もう一つ、その直後のシーンでユージーンによる物語の総まとめ的なナレーションがある。悪いやつもやっつけたしラプンツェルは本当の両親と再会してめでたしめでたし、みたいなシーンなんだけど、そのナレーションの内容にしても「結局僕らは結婚したのかって?ラプンツェルに何度もせがまれちゃって仕方なくね」みたいな。そこはさすがにラプンツェルも「ちょっと!」って突っ込みを入れてユージーンに「でもプロポーズは僕がしたよ」とか言わせてるけどどう考えてもそれって形だけで、なんなら結婚はラプンツェルの(仮にもお姫様としての)エゴで押し切ったような印象を受ける・・・と言うか、実際そうなんだろう。いろいろあって最後は結婚するっていう、こういうお決まりなシメもちょっと俯瞰して冷めた目線で見てて、これが世の女の子のロマンスに対する標準的なスタンスなのかなと思うと車や時計に関心のない最近の若者に物足りなさを感じるおっさんみたいな気分になるのであった。とか書いてて思い出したけど、そういえば先日小学生の従妹と「アナ」についておしゃべりしてた時も、彼女たちの関心ごとはロマンスじゃなく歌と魔法だった。あくまで個人の感想だけど妹のほうに「好きな男の子いるん?」とか訊いてもいないというし、キスなんて臭いからしたくないとか言い出す始末で笑った。「アナ」のヒーロー役の氷の配達人、トナカイとじゃれあってて身なりもボロだし口も臭そうという理屈だ。さらに言うとその従妹、将来子どもは欲しいけれど結婚はしたくないらしい。贔屓目だけど可愛いし愛嬌あって気立ても良いのでモテるタイプだろうなと思うのに、どうやらそういうことらしい。完全な本音ではないにしてもなかなかドライだ。僕はへぇそうなのー結婚制度も過去の遺物ですなぁーなんて相槌打ちながら(キシリガムまだあったっけな・・・)と思ってた。

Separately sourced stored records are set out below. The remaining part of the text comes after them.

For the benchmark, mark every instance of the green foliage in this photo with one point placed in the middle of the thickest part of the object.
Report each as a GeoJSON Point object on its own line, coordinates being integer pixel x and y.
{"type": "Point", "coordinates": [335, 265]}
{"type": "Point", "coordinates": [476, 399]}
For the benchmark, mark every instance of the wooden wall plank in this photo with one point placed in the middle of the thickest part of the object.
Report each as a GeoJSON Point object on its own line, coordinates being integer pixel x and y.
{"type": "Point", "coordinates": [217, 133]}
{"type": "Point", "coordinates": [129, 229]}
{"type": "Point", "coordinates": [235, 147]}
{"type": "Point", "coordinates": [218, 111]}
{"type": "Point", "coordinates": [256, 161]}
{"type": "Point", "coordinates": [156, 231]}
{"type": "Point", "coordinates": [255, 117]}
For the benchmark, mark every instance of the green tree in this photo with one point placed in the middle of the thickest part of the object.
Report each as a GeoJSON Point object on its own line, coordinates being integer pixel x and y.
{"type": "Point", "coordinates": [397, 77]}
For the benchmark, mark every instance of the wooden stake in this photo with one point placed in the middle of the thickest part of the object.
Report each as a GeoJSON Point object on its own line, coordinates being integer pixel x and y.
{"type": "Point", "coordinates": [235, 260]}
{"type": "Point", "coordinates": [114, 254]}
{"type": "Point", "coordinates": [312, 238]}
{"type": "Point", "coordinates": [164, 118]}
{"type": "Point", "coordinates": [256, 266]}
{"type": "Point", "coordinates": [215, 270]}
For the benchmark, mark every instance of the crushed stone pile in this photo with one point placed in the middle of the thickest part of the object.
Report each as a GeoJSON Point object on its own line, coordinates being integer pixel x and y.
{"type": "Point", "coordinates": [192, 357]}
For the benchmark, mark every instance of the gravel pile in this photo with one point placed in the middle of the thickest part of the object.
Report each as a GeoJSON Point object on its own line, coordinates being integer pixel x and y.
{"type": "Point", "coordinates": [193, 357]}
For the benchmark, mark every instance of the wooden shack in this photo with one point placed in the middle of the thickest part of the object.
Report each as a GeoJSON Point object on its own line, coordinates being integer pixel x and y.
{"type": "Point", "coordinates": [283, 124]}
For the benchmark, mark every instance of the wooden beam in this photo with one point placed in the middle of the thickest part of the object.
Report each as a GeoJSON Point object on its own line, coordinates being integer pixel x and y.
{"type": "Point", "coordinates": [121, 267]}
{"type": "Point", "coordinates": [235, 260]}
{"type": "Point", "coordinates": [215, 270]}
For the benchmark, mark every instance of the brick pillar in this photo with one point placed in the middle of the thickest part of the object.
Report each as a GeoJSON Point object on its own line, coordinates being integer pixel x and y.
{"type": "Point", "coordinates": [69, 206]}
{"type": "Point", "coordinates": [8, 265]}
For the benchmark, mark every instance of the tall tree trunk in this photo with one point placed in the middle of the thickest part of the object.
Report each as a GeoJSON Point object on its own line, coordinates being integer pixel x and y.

話が逸れたが、ヒロイン自身はかろうじてプリンセス(王女)でもヒーローのほうはもう必ずしも王子である必要はないのかもしれない。「ラプンツェル」だって原作のヒーローは王子なのにディズニーでは盗賊になってるし、「アナ」ではとうとう王子が悪役になって、結局ラストになってもヒロインは結婚したのかしてないのか微妙だった。そのうち女版「華麗なるギャッツビー」みたいなディズニープリンセスが誕生するんでしょうか。